Democrats Abroad is the official Democratic Party arm for the 9 million Americans living outside the United States. We strive to provide Americans abroad a Democratic voice in our government and elect Democratic candidates by mobilizing the overseas vote.

Democrats Abroad has 48 country committees throughout Europe, the Americas, the Middle East, Africa and Asia. These country committees keep Americans abroad informed of their rights and help them participate in the U.S. political process. Our members live in more than 200 countries around the globe and vote in every state and Congressional district in the U.S.

Democrats Abroad is recognized as a "state" party by the Democratic National Committee (DNC) and is represented on the DNC by eight voting members, as well as at the quadrennial Democratic National Convention.

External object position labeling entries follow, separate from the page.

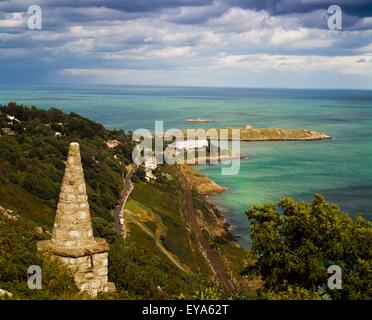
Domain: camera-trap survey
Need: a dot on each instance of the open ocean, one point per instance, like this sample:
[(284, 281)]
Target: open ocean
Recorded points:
[(339, 168)]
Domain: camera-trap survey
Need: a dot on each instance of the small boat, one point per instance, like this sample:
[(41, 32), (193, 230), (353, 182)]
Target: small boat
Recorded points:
[(199, 120)]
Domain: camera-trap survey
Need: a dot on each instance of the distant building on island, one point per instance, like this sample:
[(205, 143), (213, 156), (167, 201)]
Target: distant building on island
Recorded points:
[(191, 144)]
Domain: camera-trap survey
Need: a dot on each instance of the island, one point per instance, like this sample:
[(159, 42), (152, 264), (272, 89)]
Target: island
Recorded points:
[(249, 133)]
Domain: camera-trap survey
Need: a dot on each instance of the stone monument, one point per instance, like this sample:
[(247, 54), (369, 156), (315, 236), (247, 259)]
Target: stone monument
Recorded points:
[(72, 239)]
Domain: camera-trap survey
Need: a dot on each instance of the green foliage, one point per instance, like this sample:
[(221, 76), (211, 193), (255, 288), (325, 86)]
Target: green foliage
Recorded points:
[(18, 252), (33, 159), (295, 247), (210, 293), (144, 274), (103, 229), (292, 293)]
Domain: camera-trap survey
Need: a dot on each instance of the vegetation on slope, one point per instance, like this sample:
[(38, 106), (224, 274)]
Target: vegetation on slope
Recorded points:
[(32, 155), (296, 245)]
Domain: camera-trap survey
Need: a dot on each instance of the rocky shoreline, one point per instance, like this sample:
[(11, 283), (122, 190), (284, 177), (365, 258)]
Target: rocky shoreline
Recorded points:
[(205, 186)]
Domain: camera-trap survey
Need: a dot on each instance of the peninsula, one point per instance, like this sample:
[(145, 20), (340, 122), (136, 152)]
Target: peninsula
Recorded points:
[(249, 133)]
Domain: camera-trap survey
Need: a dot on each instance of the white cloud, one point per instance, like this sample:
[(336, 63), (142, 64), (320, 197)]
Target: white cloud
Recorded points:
[(298, 63)]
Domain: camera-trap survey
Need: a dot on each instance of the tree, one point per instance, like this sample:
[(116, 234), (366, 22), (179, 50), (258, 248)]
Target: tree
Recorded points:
[(295, 247)]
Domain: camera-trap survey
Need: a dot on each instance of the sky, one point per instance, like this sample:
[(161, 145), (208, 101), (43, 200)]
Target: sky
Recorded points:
[(228, 43)]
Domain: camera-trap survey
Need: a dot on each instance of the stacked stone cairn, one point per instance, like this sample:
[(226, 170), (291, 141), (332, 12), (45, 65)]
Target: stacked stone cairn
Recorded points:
[(72, 239)]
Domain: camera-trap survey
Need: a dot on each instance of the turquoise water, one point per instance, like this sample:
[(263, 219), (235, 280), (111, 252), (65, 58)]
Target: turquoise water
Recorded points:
[(338, 168)]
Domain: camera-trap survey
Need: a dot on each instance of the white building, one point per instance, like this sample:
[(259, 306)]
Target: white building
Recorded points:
[(191, 144), (150, 165)]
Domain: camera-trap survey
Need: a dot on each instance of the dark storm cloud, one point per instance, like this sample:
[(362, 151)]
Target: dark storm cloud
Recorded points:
[(359, 8), (124, 5)]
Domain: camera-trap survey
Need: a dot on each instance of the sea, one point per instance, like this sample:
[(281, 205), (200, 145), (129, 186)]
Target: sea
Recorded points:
[(339, 168)]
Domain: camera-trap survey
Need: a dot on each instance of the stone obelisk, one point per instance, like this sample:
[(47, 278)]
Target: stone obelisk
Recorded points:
[(72, 239)]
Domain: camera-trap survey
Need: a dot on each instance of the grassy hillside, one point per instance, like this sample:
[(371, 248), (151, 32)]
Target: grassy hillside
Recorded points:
[(160, 258)]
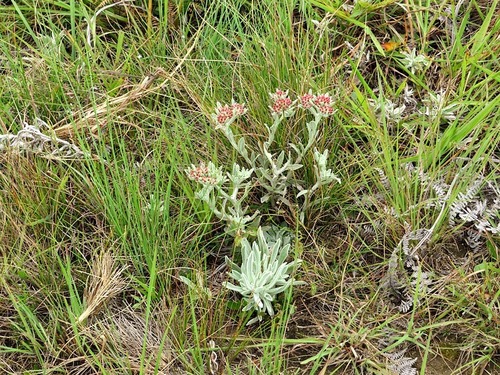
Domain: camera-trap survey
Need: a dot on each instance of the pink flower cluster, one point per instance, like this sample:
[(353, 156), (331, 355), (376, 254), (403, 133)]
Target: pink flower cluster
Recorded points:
[(201, 174), (281, 103), (323, 103), (224, 114)]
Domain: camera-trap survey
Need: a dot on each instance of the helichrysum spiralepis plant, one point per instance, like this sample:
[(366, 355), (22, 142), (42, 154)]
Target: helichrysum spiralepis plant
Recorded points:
[(225, 200), (264, 272), (274, 171)]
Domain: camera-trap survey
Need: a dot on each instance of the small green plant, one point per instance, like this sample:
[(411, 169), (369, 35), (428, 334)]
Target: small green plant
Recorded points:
[(264, 272)]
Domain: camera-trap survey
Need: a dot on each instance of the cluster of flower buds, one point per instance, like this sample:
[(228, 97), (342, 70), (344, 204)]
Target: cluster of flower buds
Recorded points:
[(281, 105), (205, 174), (225, 114), (321, 103)]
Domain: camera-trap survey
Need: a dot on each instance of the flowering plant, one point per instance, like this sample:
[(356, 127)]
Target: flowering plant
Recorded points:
[(275, 172)]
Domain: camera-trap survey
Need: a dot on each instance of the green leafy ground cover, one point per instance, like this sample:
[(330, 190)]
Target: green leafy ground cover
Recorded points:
[(113, 262)]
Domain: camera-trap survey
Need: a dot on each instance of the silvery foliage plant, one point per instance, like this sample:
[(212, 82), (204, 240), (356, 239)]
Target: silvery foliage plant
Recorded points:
[(264, 272), (274, 172), (225, 194)]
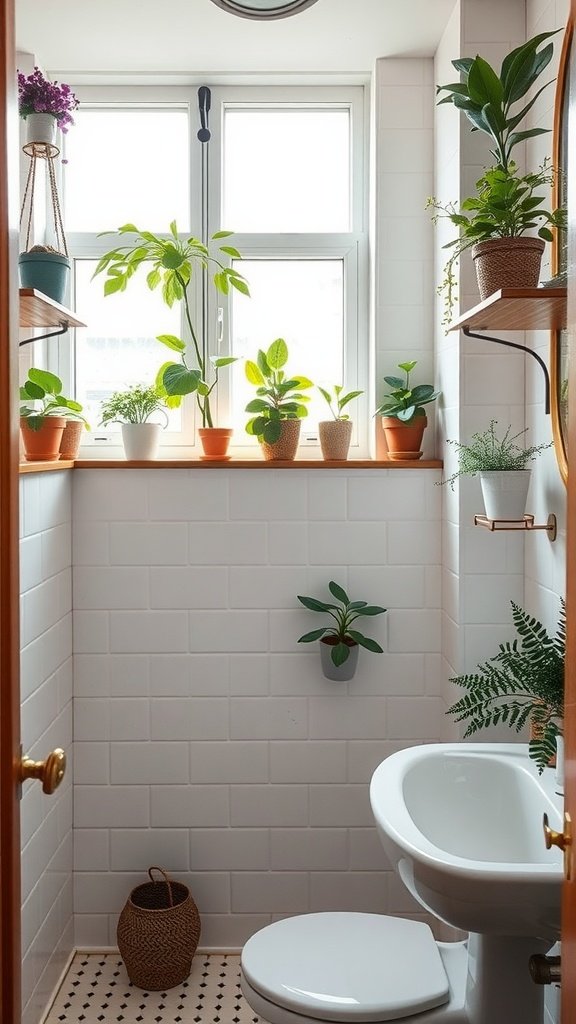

Our online voter registration tool - votefromabroad.org - makes it easy to request a ballot and vote absentee from any place on the planet.

Get Involved

Want to make your voice heard? If you haven't yet, join Democrats Abroad. Then sign up to volunteer and phonebank to help Americans abroad exercise their right to vote this year!

Questions or ideas? We'd love to hear from you through our online chat. We're all stronger together.

  • Featured page

    Voting from Abroad 101

    Click to join us on Zoom for free, live voter help


    Voting in the November 8 midterms elections is the best tool you have to make your voice heard on important issues, from climate change to bodily autonomy to election administration. If you haven’t requested your ballot, or you’re unsure if you’ve requested one, follow the three easy steps below.

    Also, spread the word about voting to your family, friends, and co-workers. Let them know that you voted and that if they’re a U.S. or dual citizen, they should, too!

    Step 1: Request your ballot

    Head to www.votefromabroad.org, your one-stop-shop for registering to vote and requesting your overseas absentee ballot. There, you’ll complete and submit your Federal Post Card Application (FPCA), the form overseas voters like you use to request ballots. The website will help you fill out the FPCA and tell you exactly where to send it. In most cases, you can submit it right then and there electronically!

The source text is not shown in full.